Comentários de leitores

3 comentários

"(...)tendo em vista que a CF só lhes permite U...

Urpiano (Outros)

"(...)tendo em vista que a CF só lhes permite UMA FUNÇÃO DE MAGISTÉRIO." Como? O cargo de Juiz é de natureza técncia ou científica? O cargo de Juiz é de médico ?Conheço Juízes que ensinam em faculdades particulares com turmas pela manhã e à noite, isso com regime integral. Sei que vão alegar que estam despachando em casa..como?

Não entendo onde viola o princípio da legalida...

Emerson Fernando Mendes Paes Barreto ()

Não entendo onde viola o princípio da legalidade,pois, a lei 8.112 em seu Art. 19 que diz: Os servidores cumprirão jornada de trabalho fixada em razão das atribuições pertinentes aos respectivos cargos, respeitada a duração máxima do trabalho semanal de quarenta horas e observados os limites mínimo e máximo de seis horas e oito horas diárias, respectivamente. (Redação dada pela Lei nº 8.270, de 17.12.91) Entendo que o sentido desse artigo e facultar o administrador a estabelecer a jornada de trabalho dentro do poder discricionário que esta lei lhe deu ou seja, respeitando a duração máxima do trabalho semanal de quarenta horas e observados os limites mínimo e máximo de seis horas e oito horas diárias, respectivamente ele pode sim estabelecer conforme sua necessidade,o que não poderia era legislar sobre esta máteria pois é privativa do chefe do poder execultivo, o que não é o caso em análise. Ou será que para cada caso da administraçao esperará uma lei vinda do atarefado Presidente da República determinando qual o horário de funcionamento de determinados orgaos da Administração Pública.

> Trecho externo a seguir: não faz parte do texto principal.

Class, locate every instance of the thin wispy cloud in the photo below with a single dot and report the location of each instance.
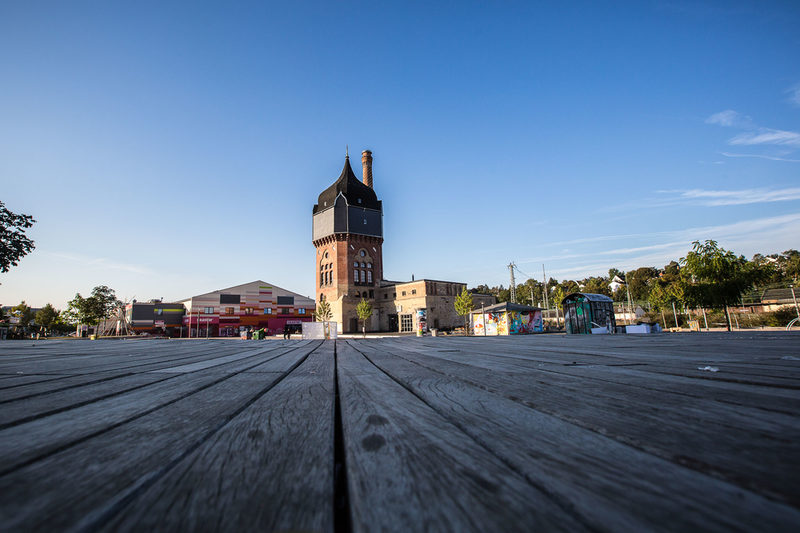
(755, 135)
(759, 156)
(715, 198)
(766, 136)
(728, 118)
(746, 236)
(794, 94)
(102, 263)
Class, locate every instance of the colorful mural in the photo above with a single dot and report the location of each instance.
(508, 323)
(422, 321)
(523, 322)
(491, 323)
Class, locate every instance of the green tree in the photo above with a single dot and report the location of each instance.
(23, 313)
(14, 244)
(714, 277)
(663, 294)
(323, 313)
(97, 307)
(464, 306)
(791, 265)
(596, 285)
(639, 282)
(47, 317)
(364, 310)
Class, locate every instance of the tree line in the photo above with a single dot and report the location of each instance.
(707, 277)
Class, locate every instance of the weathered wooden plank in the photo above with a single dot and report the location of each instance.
(749, 447)
(738, 393)
(29, 408)
(269, 469)
(119, 355)
(611, 486)
(91, 481)
(409, 468)
(42, 436)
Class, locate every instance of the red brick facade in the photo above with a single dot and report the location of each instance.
(337, 256)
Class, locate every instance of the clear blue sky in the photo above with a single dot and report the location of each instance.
(171, 148)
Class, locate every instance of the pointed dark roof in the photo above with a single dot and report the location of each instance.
(352, 188)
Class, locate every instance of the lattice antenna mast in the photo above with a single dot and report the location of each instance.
(511, 267)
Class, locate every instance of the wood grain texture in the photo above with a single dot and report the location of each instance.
(612, 433)
(612, 486)
(270, 468)
(740, 444)
(410, 469)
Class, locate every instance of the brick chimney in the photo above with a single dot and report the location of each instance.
(366, 164)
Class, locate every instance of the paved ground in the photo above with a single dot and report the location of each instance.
(673, 432)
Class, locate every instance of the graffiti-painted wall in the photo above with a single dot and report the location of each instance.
(507, 323)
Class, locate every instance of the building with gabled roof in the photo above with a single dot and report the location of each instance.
(255, 305)
(347, 232)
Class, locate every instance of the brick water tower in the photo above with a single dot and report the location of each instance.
(348, 237)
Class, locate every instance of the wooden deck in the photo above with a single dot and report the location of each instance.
(547, 432)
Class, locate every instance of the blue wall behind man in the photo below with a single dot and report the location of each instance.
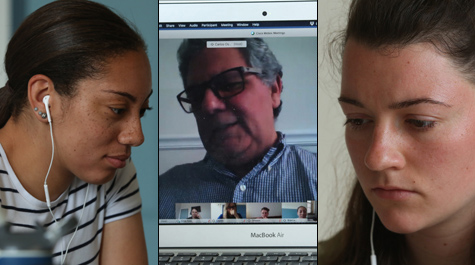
(144, 15)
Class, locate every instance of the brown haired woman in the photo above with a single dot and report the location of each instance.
(69, 156)
(408, 94)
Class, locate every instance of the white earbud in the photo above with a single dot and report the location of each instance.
(46, 102)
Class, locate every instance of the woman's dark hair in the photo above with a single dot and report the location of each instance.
(67, 41)
(448, 25)
(257, 54)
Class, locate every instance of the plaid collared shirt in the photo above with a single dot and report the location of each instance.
(287, 173)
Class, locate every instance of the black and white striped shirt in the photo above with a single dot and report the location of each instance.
(112, 201)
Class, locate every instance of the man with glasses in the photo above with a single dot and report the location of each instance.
(234, 95)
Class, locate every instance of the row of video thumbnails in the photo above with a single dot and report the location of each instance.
(244, 212)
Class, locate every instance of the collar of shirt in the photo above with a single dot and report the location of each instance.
(266, 162)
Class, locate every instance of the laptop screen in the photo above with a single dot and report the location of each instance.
(289, 29)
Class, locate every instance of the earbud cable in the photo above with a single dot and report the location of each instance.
(373, 255)
(48, 201)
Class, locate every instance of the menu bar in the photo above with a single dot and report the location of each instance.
(238, 25)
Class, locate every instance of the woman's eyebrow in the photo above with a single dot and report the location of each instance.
(411, 102)
(397, 105)
(127, 95)
(350, 101)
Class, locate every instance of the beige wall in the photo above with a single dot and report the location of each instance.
(333, 161)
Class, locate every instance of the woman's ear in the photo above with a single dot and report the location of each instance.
(38, 87)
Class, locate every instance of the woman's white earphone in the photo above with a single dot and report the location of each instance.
(46, 102)
(48, 201)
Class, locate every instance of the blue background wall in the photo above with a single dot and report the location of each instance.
(144, 15)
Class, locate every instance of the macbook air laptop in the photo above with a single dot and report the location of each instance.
(286, 236)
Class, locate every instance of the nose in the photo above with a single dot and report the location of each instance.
(132, 133)
(211, 103)
(384, 151)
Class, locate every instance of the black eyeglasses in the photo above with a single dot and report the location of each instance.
(224, 85)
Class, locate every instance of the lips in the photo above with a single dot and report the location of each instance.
(118, 161)
(222, 127)
(393, 193)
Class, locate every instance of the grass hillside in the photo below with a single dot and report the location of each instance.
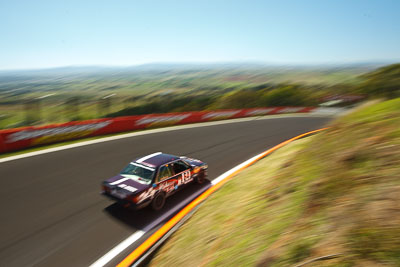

Essa é uma questão muito interessante: A Lei...

Félix Neto ()

Essa é uma questão muito interessante: A Lei de criação da Justiça Federal afirma taxativamente que os juìzes são obrigados a cumprir o EXPEDIENTE INTERNO DO ÓRGÃO. Deve-se ressaltar que a Lei é da década de 60. Os membros do Ministério Público também estão obrigados a cumprir o expediente interno do órgão. As leis orgânicas estaduais todas orientam nesse sentido e todas editadas após a CF1988. A Ajufe ajuizou no STF uma ADIN contra Resolução do CJF, cujo conteúdo é o Exercício do magistériopor po parte dos juízes federais, tendo em vista que a CF só lhes permite UMA FUNÇÃO DE MAGISTÉRIO, assim como em relação aos membros do Ministério Público. A grrande pergunta é QUEM FISCALIZA O EXERCÍCIO DO CUMPRIMENTO DO EXPEDIENTE INTERNO DOS MEMBROS DO PODER JUDICIÁRIO E MEMBROS DO MINISTÉRIO PÚBLICO? ? ? ? ? ? ? ? E compatibilidade com o horário ministerial e jurisdicional? ? ? ? ? ? ? O que significa EXPEDIENTE INTERNO? ? ? ? ? ? na lei não existe palavras inúteis.